Cross-bridges and sarcomere stiffness in single intact frog muscle fibers.

The number of cross-bridges formed in activated skeletal muscles is a key information for both energetics and mechanics of muscle contraction. In this study we determined the cross-bridge number in single fibers by measuring the tension Pc which forcibly detached the cross-bridge by fast stretches (Bagni et al. 2005, J. Physiol 565). Fibers, isolated from the tibialis anterior muscle of Rana esculenta, were mounted between an electromagnetic motor and a fast force transducer. Sarcomere length was measured by means of a striation follower device. Measurements were made during tetanus rise in normal Ringer and in sub-maximal tetanic contractions in Ringer-BTS (N-benzyl-p-toluene sulphonamide, 1 μM) at 5°C at sarcomere length of 2.1 µm. The results were compared with fiber stiffness, another indicator of cross-bridge number, measured with 4 kHz sinusoidal length oscillations (1 nmhs-1 p-p amplitude).

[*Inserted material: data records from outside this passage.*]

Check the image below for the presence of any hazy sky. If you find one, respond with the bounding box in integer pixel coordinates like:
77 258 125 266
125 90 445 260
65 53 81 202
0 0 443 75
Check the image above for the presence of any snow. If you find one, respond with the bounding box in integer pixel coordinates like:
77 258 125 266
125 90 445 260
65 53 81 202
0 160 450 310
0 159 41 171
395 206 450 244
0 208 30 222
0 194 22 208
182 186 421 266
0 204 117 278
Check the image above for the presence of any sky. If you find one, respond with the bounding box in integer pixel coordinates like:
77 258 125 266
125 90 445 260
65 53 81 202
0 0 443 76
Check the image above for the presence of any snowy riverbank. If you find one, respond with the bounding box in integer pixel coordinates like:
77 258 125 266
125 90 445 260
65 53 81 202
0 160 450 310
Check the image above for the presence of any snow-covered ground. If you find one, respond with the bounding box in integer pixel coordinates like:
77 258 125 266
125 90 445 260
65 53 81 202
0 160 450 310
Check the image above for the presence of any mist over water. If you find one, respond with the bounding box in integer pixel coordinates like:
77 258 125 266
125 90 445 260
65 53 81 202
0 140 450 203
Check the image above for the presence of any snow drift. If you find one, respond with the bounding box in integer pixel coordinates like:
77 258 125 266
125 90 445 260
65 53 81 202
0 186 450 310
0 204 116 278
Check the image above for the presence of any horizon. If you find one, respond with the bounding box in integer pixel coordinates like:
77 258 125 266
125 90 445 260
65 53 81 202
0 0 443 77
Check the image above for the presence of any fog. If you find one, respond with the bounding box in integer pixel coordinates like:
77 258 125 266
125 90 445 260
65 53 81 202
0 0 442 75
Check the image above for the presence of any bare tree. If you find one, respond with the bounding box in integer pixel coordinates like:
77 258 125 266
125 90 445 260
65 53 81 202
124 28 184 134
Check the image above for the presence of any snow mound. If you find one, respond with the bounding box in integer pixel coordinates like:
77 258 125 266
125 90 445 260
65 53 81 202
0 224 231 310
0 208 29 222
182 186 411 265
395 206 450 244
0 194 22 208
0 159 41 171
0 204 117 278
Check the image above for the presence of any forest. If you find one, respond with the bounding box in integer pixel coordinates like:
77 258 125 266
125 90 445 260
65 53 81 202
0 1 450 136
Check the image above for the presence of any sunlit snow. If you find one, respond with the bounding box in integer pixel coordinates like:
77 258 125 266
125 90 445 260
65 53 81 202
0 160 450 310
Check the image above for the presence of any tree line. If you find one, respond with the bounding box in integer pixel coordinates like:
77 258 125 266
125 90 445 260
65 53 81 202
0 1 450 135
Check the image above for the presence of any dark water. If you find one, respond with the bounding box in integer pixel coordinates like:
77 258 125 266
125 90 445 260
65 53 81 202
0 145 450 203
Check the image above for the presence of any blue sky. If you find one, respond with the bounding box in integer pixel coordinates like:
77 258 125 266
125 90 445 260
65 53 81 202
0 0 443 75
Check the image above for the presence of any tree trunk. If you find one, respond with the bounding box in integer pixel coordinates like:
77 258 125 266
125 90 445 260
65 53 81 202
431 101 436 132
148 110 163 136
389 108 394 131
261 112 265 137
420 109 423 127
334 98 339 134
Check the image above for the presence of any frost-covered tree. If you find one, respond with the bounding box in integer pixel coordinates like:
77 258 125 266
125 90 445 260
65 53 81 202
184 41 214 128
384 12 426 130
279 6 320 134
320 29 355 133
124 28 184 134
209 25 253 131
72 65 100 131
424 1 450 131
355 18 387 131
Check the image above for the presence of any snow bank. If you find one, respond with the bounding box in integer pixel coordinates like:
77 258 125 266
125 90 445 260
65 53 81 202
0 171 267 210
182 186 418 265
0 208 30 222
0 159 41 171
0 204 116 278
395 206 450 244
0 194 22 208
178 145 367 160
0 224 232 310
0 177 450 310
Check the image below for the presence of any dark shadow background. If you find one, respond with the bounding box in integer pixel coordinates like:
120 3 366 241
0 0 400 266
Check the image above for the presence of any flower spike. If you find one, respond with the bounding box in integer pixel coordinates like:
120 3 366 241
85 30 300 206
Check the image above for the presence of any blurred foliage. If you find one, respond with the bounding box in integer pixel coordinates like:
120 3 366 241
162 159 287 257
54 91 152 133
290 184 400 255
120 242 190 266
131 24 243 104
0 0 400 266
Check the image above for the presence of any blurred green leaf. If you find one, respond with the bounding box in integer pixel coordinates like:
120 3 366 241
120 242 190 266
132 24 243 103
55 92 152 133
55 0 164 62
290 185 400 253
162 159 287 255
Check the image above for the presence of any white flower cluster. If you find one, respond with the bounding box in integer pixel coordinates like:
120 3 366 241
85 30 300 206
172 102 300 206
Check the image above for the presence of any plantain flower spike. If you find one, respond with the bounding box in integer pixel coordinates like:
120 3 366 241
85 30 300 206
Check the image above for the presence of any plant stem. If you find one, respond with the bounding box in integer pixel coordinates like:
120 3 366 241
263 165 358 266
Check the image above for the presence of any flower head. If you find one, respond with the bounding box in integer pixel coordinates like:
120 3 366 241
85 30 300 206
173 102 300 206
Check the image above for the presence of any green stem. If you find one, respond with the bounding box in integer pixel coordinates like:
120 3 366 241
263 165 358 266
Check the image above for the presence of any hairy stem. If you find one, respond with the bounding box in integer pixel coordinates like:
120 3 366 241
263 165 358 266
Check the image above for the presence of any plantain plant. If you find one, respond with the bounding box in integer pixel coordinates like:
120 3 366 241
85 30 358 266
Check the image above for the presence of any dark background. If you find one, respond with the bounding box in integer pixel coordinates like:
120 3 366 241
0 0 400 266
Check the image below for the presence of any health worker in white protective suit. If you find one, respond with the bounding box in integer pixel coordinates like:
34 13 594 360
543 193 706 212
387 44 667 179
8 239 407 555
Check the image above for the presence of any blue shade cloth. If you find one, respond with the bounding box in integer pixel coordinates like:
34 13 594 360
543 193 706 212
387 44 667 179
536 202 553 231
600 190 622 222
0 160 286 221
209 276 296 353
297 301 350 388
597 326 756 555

The stiffness-tension relation was the same both during the tetanus rise and Ringer-BTS and showed the non-linearity expected from the myofilament compliance. However, the data could not be fitted satisfactorily with a simple model made of cross-bridge and linear filament compliances in series. A good fit was obtained by assuming that a fraction (~14%) of attached bridges at tetanus plateau was generating no-force. Relative myofilament and cross-bridge compliance resulted 0.37 and 0.63 respectively. The stretch data showed a linear relation between Pc and tension with a slope consistent with the presence of the non-force generating bridges suggested by stiffness data. These results suggests the existence of a possible non-linearity between cross-bridge force and stiffness and show that the relation between fiber stiffness and cross-bridge number is not as simple as usually assumed.